Андрей Иванович писал жене редко и скупо. Знает она только, что ранен он был в ногу и контужен и лежал больше месяца в Смоленске, в госпитале. Собралась она тогда поехать к нему, телеграмму послала. Но он ответил ей коротко и строго: «Ерунда! На днях переведут, а куда — неизвестно».

Так и осталась капитанша при Ванюшиной могиле, ей одной и всю тревогу свою рассказала. Войне-то и конца не видно было. Анна Митрофановна и ждать уже перестала. А вот теперь едет Андрей Иванович, сам написал: «Встречай»!

Щурит глаза маленькая женщина, в десятый раз подходит к часам, сверяет их со своими, бабушкиными, луковкой…

— Пора бы уже… Не случилось ли чего? — шепчет Анна Митрофановна и думает: «У кого бы спросить?» Но из тумана доносится свист негромкий и жалобный, и капитанша торопливо шаркает галошами по мокрым доскам платформы. Достала черепаховый лорнетик, прижала к глазам.

«Господи, — думает она, — в толпе-то долго ли прозевать?..»

Из тумана показывается длинная черная змея, изгибается вправо, дрожит и фыркает и медленно подползает к платформе.

Хлопают дверцы вагонов. Торопливые шаги, смех. По платформе, скрипя и повизгивая, катятся багажные тележки. Анну Митрофановну толкают со всех сторон. Подобрав свой креповый вуаль, она перебегает от вагона к вагону, заглядывает в открытые окна, поднимает лорнетик на каждого военного… И, вдруг, радостно улыбается. На площадке вагона стоит Андрей Иванович и машет палкой. Глаза те же, знакомые, а все лицо другое, желтое, с длинной седой бородой, сразу и не признать.

Анна Митрофановна роняет зонтик, вскидывает руки на плечи мужа и прижимается лицом к жесткой солдатской шинели.

— Здравствуй! — говорит капитан. — Ну, ну… Поплачешь дома. Пойдем!

Высокий и прямой, он берет жену под руку и молча идет по платформе, слегка подволакивая больную ногу и мягко постукивая резиновым наконечником палки.

III

Василий Митрофанович Белоусов твердо решил отдохнуть от трудов праведных и пожить в свое удовольствие.

— Вот что, Маша, — сказал он жене, ворочаясь под ватным одеялом. — У нас за миллион перевалило. Слышишь? Я думаю: будет. С нас хватит и мальчишкам останется. Н-да, пора и пожить, как следует, как люди живут. Жизнь-то одна. Мне уже под пятьдесят, облез я что-то… Одышка донимает. И ты тоже того… Вот я и порешил: дела побоку, купить именье или дом построить, особнячок с садом. Понимаешь?

— Неужели миллион, Вася? — спросила Марья Николаевна и даже зажмурилась.
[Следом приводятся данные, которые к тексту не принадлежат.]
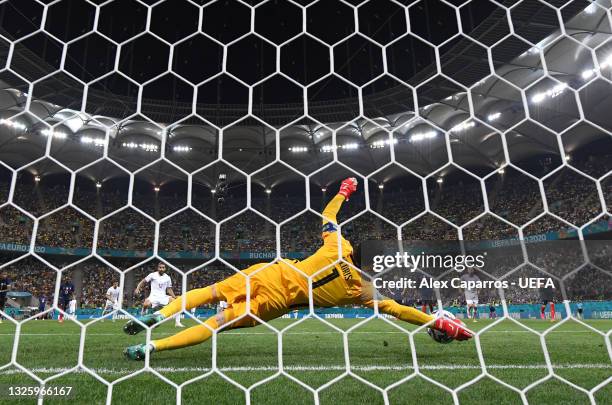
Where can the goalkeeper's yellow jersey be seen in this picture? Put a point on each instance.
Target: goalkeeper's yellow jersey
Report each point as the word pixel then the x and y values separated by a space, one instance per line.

— С лишним, — подтвердил Белоусов. — Только болтать об этом не следует. От просителей разных отбою не будет, и родственнички твои пронюхают. А я теперь хочу спокойствия.

— Заскучаешь без конторы-то.

— Ничего. Хлопот-то на первых порах и без конторы не оберешься. Всю жизнь надо по-новому наладить.

Белоусов умолк. Марья Николаевна подошла к зеркалу и занялась бесчисленными папильотками.

— Вася, а автомобиль купишь?

— Все будет. Купить недолго, были бы деньги. Только людей бы не насмешить… Поначалу самих себя надо обфасонить. Ты вот, по-французски-то, поди уже ни словечка не помнишь?

— Пора и забыть. С кем мне было говорить-то? Я и книжки-то французской с самой гимназии в руках не держала.

— Вот я и говорю… Надо будет компаньонку нанять, француженку или там даму какую… Да чтобы с манерами…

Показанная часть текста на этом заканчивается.